Lee: The main argument against granting Japan a seat is implicitly tied to history. In the eyes of the Chinese government, Japan has not given a sincere apology for atrocities it committed during the war. Its failure to apologize and atone for the past is taken as a signal that Japan is not ready for the responsibility that comes along with having a permanent seat on the Security Council. On a political note, I think it's important to look at the power shift that would accompany Japan's entry to the Security Council. The US is already the defacto military superpower in the Pacific Rim and the Bush administration has only strengthened the US-Japan alliance. So allowing Japan onto the Security Council presents a major threat to the balance of power as China sees it.
What was the hardest part about reporting this story? The most surprising? Enjoyable?
Lee: The hardest part was probably the writing. I started out assuming that Emily and I really saw eye to eye on the history of World War II and the current conflict. And I think for the most part we do. But I was surprised to find out how much little things like word choice could stir up issues for me. For example, in our summary for the web page, I wasn't sure if it was appropriate to use the term "historical rivals" to describe China and Japan. Japan did, after all, invade China, and I was uncomfortable with the idea that a conquering nation could be described as a rival to the country that it occupied.

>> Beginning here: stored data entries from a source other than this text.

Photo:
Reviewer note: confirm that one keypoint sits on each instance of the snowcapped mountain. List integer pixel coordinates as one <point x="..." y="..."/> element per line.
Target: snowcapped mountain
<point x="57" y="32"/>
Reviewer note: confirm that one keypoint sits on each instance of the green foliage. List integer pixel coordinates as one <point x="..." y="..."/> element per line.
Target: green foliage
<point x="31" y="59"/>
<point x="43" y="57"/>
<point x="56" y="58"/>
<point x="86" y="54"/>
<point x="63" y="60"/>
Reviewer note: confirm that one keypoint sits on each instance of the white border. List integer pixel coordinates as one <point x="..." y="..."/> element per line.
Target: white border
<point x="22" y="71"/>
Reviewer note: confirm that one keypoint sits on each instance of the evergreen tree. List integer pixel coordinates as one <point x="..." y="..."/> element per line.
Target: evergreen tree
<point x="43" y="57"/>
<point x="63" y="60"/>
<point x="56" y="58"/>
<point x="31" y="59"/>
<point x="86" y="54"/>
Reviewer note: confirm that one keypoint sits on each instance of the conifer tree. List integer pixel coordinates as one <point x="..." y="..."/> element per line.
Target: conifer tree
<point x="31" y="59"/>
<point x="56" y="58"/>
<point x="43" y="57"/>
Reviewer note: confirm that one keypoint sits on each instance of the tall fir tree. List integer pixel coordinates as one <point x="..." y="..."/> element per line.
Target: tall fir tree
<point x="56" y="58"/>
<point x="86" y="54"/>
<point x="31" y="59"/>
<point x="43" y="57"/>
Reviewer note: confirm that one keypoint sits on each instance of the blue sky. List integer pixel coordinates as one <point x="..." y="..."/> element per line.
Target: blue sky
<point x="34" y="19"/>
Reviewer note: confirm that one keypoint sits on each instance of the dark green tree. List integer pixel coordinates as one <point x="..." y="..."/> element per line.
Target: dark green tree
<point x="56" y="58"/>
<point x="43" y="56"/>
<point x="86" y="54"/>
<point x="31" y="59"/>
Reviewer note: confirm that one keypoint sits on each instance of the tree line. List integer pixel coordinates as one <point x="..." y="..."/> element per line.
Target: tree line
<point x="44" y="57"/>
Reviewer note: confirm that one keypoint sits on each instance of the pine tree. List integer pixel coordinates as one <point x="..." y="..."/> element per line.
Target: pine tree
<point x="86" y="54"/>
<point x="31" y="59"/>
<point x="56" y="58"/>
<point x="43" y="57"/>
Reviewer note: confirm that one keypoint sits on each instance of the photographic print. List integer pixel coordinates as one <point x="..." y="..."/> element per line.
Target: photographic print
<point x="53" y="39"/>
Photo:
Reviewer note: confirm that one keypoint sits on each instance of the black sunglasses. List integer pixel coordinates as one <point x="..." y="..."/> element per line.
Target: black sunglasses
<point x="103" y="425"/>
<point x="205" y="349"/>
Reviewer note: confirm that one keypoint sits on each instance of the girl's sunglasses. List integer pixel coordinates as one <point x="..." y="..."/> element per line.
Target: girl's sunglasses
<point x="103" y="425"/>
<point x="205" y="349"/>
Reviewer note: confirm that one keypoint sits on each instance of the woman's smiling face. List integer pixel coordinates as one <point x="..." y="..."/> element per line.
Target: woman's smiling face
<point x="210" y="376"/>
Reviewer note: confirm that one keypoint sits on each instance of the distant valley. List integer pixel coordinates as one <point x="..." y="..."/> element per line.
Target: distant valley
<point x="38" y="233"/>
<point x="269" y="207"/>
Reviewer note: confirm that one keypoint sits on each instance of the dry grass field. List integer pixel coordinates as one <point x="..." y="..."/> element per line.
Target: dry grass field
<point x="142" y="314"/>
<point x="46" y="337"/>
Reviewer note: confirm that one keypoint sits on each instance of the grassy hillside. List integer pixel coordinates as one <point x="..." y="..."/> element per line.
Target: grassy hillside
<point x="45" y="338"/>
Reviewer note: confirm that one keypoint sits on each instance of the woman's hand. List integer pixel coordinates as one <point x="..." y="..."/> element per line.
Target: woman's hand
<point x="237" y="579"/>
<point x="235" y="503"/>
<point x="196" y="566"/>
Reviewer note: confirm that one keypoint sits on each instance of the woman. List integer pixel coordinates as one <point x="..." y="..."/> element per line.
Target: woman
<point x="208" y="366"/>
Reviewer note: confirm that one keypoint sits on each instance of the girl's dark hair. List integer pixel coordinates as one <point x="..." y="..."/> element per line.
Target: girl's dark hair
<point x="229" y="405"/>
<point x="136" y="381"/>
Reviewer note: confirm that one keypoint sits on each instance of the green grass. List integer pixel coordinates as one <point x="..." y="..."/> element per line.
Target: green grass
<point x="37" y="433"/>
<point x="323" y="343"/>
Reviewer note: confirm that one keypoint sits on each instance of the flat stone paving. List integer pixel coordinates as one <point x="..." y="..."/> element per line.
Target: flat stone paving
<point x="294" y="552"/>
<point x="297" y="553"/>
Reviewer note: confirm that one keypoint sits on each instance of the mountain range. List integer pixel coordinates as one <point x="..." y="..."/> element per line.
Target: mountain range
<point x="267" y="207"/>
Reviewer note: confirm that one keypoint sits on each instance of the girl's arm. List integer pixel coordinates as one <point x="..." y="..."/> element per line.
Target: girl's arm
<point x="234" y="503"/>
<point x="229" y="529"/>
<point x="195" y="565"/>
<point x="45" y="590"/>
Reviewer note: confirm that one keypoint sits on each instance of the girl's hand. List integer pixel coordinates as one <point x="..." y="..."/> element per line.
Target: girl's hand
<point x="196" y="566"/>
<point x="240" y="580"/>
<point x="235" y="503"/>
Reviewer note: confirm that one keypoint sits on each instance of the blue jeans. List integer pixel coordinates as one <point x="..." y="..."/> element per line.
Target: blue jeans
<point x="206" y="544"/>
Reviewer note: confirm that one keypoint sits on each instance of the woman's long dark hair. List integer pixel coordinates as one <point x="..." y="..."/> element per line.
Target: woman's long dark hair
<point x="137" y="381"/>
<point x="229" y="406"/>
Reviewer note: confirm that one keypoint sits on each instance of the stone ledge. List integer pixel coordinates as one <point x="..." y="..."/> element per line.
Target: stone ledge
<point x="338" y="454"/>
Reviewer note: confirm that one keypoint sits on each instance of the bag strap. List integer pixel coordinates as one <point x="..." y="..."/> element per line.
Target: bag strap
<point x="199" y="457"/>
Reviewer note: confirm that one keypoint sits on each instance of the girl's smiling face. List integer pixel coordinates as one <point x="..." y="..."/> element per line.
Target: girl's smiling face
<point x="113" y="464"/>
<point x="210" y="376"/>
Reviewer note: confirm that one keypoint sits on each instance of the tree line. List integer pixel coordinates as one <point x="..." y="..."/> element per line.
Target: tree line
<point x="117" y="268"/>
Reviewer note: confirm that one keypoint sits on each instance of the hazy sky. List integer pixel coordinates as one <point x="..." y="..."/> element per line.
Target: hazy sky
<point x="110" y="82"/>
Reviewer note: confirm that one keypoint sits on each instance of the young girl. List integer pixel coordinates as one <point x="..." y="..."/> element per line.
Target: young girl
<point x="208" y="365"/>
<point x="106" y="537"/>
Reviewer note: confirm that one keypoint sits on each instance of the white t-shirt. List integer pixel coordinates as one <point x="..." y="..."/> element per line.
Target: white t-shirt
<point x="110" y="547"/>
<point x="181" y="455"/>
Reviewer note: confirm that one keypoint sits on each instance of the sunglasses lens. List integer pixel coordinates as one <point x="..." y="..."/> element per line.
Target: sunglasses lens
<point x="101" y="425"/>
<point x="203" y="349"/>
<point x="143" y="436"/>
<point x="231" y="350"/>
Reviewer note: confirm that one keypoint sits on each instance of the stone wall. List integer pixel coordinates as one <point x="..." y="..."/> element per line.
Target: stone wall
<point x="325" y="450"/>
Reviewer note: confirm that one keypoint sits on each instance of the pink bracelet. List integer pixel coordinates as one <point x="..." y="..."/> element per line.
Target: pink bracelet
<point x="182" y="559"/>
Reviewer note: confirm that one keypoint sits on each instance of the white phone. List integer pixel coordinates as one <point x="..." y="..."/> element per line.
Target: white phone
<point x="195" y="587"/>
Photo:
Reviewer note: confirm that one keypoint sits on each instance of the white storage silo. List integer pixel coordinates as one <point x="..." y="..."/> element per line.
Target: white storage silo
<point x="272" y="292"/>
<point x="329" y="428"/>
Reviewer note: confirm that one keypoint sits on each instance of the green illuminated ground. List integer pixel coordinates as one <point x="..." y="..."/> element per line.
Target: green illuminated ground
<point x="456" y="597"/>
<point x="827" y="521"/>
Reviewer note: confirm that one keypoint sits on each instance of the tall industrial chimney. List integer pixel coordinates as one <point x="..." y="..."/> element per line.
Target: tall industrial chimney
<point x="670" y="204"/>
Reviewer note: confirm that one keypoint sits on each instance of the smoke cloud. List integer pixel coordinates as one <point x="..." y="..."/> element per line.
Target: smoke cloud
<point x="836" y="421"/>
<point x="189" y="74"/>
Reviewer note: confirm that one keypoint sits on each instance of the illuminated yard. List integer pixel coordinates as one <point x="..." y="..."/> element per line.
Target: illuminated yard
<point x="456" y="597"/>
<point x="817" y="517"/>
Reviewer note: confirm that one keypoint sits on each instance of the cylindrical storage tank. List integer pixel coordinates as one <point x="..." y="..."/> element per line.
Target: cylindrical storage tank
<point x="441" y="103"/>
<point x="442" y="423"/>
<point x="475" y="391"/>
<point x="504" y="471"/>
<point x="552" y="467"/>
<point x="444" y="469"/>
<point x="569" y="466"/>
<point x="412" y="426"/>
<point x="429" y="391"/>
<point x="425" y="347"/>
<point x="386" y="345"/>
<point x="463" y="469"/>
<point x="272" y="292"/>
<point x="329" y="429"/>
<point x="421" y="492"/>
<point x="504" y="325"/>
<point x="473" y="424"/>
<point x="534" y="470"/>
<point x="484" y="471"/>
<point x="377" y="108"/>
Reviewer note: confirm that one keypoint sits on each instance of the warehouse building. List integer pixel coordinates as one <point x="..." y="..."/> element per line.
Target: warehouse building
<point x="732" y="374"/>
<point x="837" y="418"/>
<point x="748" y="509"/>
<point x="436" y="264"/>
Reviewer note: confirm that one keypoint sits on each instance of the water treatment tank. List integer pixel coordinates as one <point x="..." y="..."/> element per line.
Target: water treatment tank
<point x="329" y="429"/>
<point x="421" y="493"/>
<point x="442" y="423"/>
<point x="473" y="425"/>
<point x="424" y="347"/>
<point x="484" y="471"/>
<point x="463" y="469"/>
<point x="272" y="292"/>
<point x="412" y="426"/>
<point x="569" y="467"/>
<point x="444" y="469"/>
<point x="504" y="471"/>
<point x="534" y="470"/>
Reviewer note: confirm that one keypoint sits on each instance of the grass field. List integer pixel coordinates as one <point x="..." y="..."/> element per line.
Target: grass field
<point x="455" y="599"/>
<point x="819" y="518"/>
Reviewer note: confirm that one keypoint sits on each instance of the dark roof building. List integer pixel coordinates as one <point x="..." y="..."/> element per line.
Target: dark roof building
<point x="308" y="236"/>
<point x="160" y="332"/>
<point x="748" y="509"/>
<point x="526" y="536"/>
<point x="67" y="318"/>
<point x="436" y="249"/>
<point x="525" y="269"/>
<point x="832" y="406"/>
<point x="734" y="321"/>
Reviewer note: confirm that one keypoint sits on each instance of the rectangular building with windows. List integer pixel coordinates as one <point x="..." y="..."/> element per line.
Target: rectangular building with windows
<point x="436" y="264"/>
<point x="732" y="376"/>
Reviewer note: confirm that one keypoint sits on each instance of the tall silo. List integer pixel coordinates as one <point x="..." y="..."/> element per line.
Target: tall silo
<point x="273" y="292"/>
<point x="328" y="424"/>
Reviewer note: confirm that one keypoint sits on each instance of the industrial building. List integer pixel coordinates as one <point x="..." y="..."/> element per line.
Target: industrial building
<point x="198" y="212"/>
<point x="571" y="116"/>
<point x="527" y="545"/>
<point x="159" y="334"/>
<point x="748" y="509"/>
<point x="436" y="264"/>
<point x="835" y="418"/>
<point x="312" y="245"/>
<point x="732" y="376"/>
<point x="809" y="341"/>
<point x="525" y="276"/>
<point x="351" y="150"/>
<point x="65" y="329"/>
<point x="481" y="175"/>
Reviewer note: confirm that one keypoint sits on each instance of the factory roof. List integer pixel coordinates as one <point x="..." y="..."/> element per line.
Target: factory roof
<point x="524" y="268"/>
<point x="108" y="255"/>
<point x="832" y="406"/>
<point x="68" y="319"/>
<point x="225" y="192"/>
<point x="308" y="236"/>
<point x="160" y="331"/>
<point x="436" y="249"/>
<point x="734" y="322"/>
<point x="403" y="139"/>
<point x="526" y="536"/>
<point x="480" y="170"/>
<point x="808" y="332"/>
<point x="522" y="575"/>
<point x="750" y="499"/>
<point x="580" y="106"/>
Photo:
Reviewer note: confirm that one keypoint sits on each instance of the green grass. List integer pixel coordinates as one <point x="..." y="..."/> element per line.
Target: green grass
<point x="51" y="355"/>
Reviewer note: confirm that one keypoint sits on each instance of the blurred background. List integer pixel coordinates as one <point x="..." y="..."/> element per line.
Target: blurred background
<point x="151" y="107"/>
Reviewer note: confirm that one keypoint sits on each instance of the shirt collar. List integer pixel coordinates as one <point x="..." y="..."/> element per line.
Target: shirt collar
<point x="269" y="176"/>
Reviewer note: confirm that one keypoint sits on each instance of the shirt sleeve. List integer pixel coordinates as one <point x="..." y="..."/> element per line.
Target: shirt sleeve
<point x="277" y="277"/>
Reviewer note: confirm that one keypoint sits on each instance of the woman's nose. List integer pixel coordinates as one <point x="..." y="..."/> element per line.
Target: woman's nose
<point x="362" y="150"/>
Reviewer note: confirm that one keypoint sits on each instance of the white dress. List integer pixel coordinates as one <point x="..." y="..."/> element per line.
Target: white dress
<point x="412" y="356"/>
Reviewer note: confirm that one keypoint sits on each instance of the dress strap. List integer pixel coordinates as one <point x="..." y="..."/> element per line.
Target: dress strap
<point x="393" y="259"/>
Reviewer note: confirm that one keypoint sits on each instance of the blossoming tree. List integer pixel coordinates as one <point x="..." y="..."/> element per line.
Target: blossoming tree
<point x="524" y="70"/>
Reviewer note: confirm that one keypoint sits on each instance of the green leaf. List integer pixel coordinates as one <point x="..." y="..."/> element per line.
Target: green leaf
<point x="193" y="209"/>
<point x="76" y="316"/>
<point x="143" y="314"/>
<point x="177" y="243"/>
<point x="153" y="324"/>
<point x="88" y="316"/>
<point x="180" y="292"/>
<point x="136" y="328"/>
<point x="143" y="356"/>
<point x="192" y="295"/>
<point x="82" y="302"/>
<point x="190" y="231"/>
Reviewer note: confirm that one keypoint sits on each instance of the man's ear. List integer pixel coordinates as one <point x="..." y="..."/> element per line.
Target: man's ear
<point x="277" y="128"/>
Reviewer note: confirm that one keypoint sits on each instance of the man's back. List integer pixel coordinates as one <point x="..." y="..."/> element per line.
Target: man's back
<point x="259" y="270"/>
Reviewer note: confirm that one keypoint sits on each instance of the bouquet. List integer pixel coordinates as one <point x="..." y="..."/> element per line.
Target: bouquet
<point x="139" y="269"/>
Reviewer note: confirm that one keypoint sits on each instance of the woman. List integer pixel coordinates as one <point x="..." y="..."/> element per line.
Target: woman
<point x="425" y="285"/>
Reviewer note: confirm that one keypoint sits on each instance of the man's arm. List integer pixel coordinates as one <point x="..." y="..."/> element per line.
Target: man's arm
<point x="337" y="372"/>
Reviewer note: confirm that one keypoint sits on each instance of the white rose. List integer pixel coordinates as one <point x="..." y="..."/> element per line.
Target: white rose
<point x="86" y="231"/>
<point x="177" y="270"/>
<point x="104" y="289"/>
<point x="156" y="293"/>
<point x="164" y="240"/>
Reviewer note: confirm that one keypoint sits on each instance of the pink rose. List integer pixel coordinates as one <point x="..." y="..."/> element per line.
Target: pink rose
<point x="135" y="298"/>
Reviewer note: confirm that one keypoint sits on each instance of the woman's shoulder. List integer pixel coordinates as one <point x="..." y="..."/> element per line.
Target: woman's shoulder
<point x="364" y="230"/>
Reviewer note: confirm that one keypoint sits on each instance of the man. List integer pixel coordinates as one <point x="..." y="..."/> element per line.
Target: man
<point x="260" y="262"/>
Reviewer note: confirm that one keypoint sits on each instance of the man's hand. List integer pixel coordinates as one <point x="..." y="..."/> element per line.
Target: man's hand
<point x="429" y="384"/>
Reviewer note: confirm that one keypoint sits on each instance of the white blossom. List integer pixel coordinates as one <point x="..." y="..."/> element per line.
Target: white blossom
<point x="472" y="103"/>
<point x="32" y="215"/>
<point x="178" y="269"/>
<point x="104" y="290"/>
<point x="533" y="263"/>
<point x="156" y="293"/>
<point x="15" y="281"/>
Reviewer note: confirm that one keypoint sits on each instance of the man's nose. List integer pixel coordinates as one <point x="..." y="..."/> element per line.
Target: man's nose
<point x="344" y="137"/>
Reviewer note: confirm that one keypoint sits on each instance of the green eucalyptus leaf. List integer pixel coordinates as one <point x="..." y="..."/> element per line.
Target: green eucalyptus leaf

Emily: The most surprising part about reporting this story happened when I tried to find history teachers to speak to me. I wanted to understand how history education had changed over the years, and ask about the directive issued by the Tokyo Metropolitan Board of Education requiring students to stand while the anthem was played at school ceremonies. I was surprised to find most teachers were not willing to speak to me about the issue; they were afraid of stirring things up, and possibly getting into trouble by saying how things had shifted.
The most enjoyable part of reporting this story was having the opportunity to attend the 60th anniversary of the bombing in Hiroshima. I had visited Hiroshima before, but because many of the survivors of the bombing are of advanced age, it's very likely that many will not be here for the 70th anniversary of the war. It was touching to watch them attend with their grandchildren, praying for continued peace. And the lanterns floating down the river was breathtaking.